Kabalcanty
Después de la formación del espíritu nacional (Parte IV)
Todos creemos en el primer amor por esa intoxicación que tenemos a base de películas y literatura más o menos rosa. Pero lo verdadero, lo que suele ocurrir, es que llamemos “primer amor” a un sentimiento adolescente que se nutre de energía, propensión y ansiedad. El adolescente siente un latigazo físico que solivianta a sus hormonas y llena su mente de florecillas suaves y delicadas.
Así me ocurrió con Conchi, sólo que con una brevedad de rayo. Desde que la vi en el grupo de chicas que conocimos por el “gancho del zapato” me recordó enormemente a la actriz Sofía Loren. Por aquellos años 74, me gustaban las chicas que tenían un parecido con alguien famoso sobre todo actrices de cine o del mundo de la canción. Tal vez no se asemejaran realmente, pero me las imaginaba similares, por esta o aquella particularidad, y me deslumbraban ipso facto. Mis noches se convertían en devocionarios ardorosos que, cuando conseguía dormir, se hacían pesadillas fogosas.
Deseaba tanto enamorarme que lo hacía a la primera de cambio.
Conchi era morena, de ojos negros profundos y una simpatía desbordante. Era la más pequeña de las chicas, 14 años, y nos fijamos el uno en el otro porque éramos los bromistas típicos del grupo. Donde estaba la risa incontenible, la broma altisonante, hay estábamos nosotros. Sin embargo, yo fuera del grupo no era así. Me defendía grupalmente de mi innata timidez con la broma pero en solitario era bastante diferente.
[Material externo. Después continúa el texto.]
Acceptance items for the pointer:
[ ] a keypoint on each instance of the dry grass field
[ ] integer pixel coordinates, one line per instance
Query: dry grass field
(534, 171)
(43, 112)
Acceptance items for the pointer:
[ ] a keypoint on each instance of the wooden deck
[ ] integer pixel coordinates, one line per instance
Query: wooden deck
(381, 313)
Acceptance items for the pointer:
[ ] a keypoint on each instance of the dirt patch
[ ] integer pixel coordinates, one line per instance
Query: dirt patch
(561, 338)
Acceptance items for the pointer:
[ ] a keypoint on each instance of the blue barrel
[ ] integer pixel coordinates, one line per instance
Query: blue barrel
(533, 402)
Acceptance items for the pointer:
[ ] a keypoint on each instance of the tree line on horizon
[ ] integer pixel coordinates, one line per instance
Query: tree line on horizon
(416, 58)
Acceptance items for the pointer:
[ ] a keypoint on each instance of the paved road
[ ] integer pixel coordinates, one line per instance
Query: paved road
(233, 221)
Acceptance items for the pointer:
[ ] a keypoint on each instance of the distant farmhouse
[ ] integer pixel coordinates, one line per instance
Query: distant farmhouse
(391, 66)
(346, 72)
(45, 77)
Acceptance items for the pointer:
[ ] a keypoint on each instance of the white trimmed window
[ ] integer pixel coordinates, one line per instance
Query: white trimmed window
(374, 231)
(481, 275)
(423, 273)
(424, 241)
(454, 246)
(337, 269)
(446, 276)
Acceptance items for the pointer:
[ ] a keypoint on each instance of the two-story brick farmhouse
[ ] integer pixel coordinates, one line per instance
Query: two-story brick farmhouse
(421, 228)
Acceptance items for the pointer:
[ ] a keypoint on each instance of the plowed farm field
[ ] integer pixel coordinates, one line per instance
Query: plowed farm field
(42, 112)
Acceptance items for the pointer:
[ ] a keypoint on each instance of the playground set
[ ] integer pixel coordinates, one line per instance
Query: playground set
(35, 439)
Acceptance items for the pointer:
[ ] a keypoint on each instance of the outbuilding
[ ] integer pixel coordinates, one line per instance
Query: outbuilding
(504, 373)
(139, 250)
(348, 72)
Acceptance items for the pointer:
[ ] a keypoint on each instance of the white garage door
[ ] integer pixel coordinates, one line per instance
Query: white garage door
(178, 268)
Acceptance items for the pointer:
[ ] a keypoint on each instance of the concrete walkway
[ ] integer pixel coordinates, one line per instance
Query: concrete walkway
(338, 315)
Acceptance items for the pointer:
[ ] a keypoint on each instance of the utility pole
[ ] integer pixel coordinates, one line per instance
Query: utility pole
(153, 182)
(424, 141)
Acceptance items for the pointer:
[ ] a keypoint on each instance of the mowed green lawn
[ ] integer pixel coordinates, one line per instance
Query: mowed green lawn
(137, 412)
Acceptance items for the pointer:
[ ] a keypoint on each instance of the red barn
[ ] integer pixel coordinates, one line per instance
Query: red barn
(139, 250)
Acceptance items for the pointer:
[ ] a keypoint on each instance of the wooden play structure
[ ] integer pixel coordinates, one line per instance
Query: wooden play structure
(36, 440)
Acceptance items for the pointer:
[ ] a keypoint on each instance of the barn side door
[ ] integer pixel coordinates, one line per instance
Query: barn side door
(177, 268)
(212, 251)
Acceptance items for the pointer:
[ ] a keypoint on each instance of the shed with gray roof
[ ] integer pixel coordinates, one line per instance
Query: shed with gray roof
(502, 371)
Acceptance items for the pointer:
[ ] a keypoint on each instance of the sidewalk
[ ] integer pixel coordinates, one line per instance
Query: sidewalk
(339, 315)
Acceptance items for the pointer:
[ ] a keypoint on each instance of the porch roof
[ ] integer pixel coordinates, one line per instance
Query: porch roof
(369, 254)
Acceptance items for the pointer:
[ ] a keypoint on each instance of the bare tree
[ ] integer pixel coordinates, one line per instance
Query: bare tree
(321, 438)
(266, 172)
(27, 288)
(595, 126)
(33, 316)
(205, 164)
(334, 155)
Nuestro romance duró viernes, sábado y domingo. Nuestra forma de “salir” era como la de todos: nos adelantábamos o atrasábamos en pareja allá donde el grupo de chicas y chicos se dirigía. Cuando se llegaba al lugar cada cual se mezclaba y, como mucho, se compartían miradas y risas. Siempre se procuraba, sobre todo al anochecer, encontrar un hueco para perderse pero no muy lejos, sabedores de que el grupo andaba cerca.
Conchi se dio cuenta enseguida que yo era menos chistoso en soledad. Notaba mi rubor al dirigirme a ella a solas y eso me entorpecía aún más. Pensaba que le diría tal o cual cosa, que me acercaría a ella y le rozaría el mentón o la melena larga rozando su cintura, sin embargo todo se quedaba atravesado en mi garganta preso de una turbación que enrojecía mis mejillas hasta notarlas arder.
En el último día de nuestro idilio, sin habernos dado beso alguno, tan sólo cogidos de la mano, nos sentamos en un banco de la Plaza de los Guardias de Corps frente a la ruinosa fachada del Cuartel de la Montaña y dejando detrás a la calle Limón. Los demás, en un banco de la misma plaza lo suficientemente alejados, berreaban bromas sin descanso.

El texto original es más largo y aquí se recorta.